# Naive Bayes Implementation

$$
\hat{y}_{\text{pred}} = \arg\max_{k \in \{1, 2, \dots, K\}} P(C_k) \prod_{i=1}^{N} P(X_i | C_k)
$$

In [1]:
import numpy as np
import pandas as pd
data = pd.read_csv('/content/play_tennis.csv')
print("The Shape of the data is: ", data.shape)
data.head()


The Shape of the data is:  (14, 6)


Unnamed: 0,day,outlook,temp,humidity,wind,play
0,D1,Sunny,Hot,High,Weak,No
1,D2,Sunny,Hot,High,Strong,No
2,D3,Overcast,Hot,High,Weak,Yes
3,D4,Rain,Mild,High,Weak,Yes
4,D5,Rain,Cool,Normal,Weak,Yes


## **Problem 1**
- **Outlook** = Sunny
- **Temp** = Hot
- **Humidity** = High
- **Wind** = Weak

Decide => Play or No Play

In [2]:
"""
Solution:
 - P(Yes | Sunny, Hot, High, Weak)  = P(Sunny | Yes) * P(Hot | Yes) * P(High | Yes) * P(Weak | Yes) * P(Yes)
 - P(No | Sunny, Hot, High, Weak)  = P(Sunny | No) * P(Hot | No) * P(High | No) * P(Weak | No) * P(No)
Compare and decide using Maximum Posterior Rule
"""

## **Problem 2**
- **Outlook** = Overcast
- **Temp** = Cold
- **Humidity** = Low
- **Wind** = Weak

Decide => Play or No Play

In [3]:
"""
Solution:
 - P(Yes | Overcast, Cold, Low, Weak)  = P(Overcast | Yes) * P(Cold | Yes) * P(Low | Yes) * P(Weak | Yes) * P(Yes)
 - P(No | Overcast, Cold, Low, Weak)  = P(Overcast | No) * P(Cold | No) * P(Low | No) * P(Weak | No) * P(No)
Compare and decide using Maximum Posterior Rule
"""

' \nSolution:\n - P(Yes | Overcast, Cold, Low, Weak)  = P(Overcast | Yes) * P(Cold | Yes) * P(Low | Yes) * P(Weak | Yes) * P(Yes)\n - P(No | Overcast, Cold, Low, Weak)  = P(Overcast | No) * P(Cold | No) * P(Low | No) * P(Weak | No) * P(No)\nCompare and decide using Maximum Posterior Rule\n'

Naive Bayes creates a `LookUp Table` {Dictionary} that stores all the probabilities.

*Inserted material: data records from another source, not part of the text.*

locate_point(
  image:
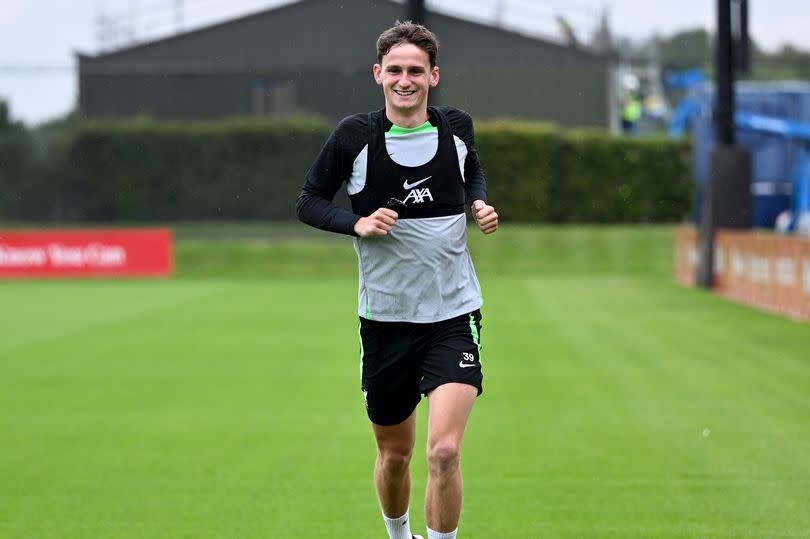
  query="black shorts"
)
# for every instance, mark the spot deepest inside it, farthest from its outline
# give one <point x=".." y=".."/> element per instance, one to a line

`Lookup Table` : Set of Probabilties

# **Creating a Lookup Table**

## ***P(Yes) and P(No)***

In [6]:
print("Value Counts of playing or not playing the tennis: ")
data['play'].value_counts()

Value Counts of playing or not playing the tennis: 


Unnamed: 0_level_0,count
play,Unnamed: 1_level_1
Yes,9
No,5


In [8]:
probability_of_Yes = 9/14
probability_of_No = 5/14
print("Probability of Yes = P(Yes): ", probability_of_Yes)
print("Probability of No = P(No): ", probability_of_No)

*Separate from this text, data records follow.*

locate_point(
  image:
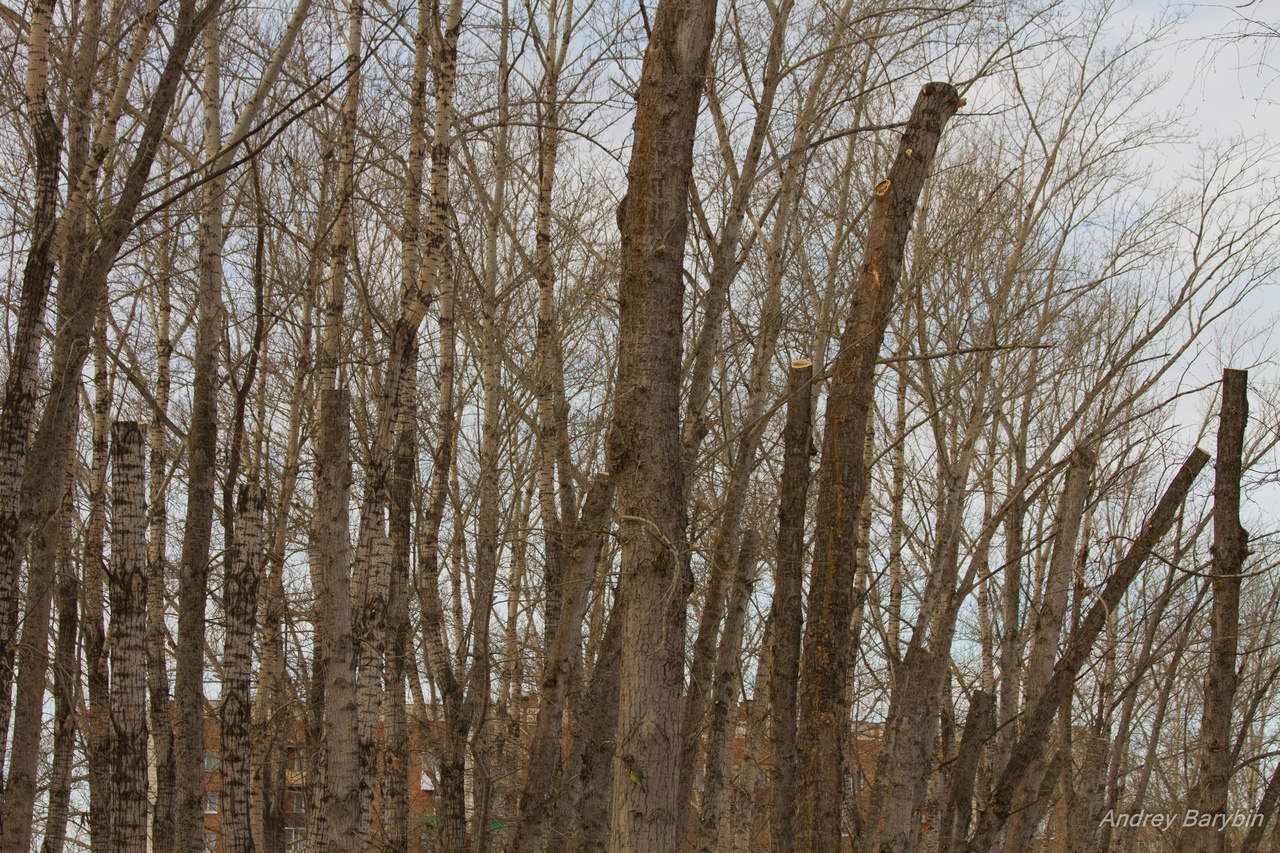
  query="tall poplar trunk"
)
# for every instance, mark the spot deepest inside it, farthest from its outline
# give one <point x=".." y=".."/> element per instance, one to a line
<point x="240" y="602"/>
<point x="128" y="639"/>
<point x="842" y="474"/>
<point x="1230" y="546"/>
<point x="201" y="464"/>
<point x="1048" y="626"/>
<point x="787" y="614"/>
<point x="1032" y="739"/>
<point x="23" y="375"/>
<point x="65" y="687"/>
<point x="644" y="451"/>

Probability of Yes = P(Yes):  0.6428571428571429
Probability of No = P(No):  0.35714285714285715


Lets Calculate the `P(Yes)` and `P(No)` for each column

## ***Outlook Column***

In [9]:
pd.crosstab(data['outlook'], data['play'])

play,No,Yes
outlook,Unnamed: 1_level_1,Unnamed: 2_level_1
Overcast,0,4
Rain,2,3
Sunny,3,2


In [15]:
probability_of_overcast_No = 0
probability_of_overcast_Yes = 4/9
probability_of_rainy_Yes = 3/9
probability_of_rainy_No = 2/5
probability_of_sunny_No = 3/5
probability_of_sunny_Yes = 2/9

print("P(Overcast|No):", probability_of_overcast_No)
print("P(Overcast|Yes):", probability_of_overcast_Yes)
print("P(Rainy|No):", probability_of_rainy_No)
print("P(Rainy|Yes):", probability_of_rainy_Yes)
print("P(Sunny|No):", probability_of_sunny_No)
print("P(Sunny|Yes):", probability_of_sunny_Yes)

P(Overcast|No): 0
P(Overcast|Yes): 0.4444444444444444
P(Rainy|No): 0.4
P(Rainy|Yes): 0.3333333333333333
P(Sunny|No): 0.6
P(Sunny|Yes): 0.2222222222222222


## ***Temp Column***

In [12]:
pd.crosstab(data['temp'], data['play'])

play,No,Yes
temp,Unnamed: 1_level_1,Unnamed: 2_level_1
Cool,1,3
Hot,2,2
Mild,2,4


In [16]:
probability_of_cool_Yes = 3/9
probability_of_cool_No = 1/5
probability_of_hot_Yes = 2/9
probability_of_hot_No = 2/5
probability_of_mild_Yes = 4/9
probability_of_mild_No = 2/5
print("P(Cool|Yes):", probability_of_cool_Yes)
print("P(Cool|No):", probability_of_cool_No)
print("P(Hot|Yes):", probability_of_hot_Yes)
print("P(Hot|No):", probability_of_hot_No)
print("P(Mild|Yes):", probability_of_mild_Yes)
print("P(Mild|No):", probability_of_mild_No)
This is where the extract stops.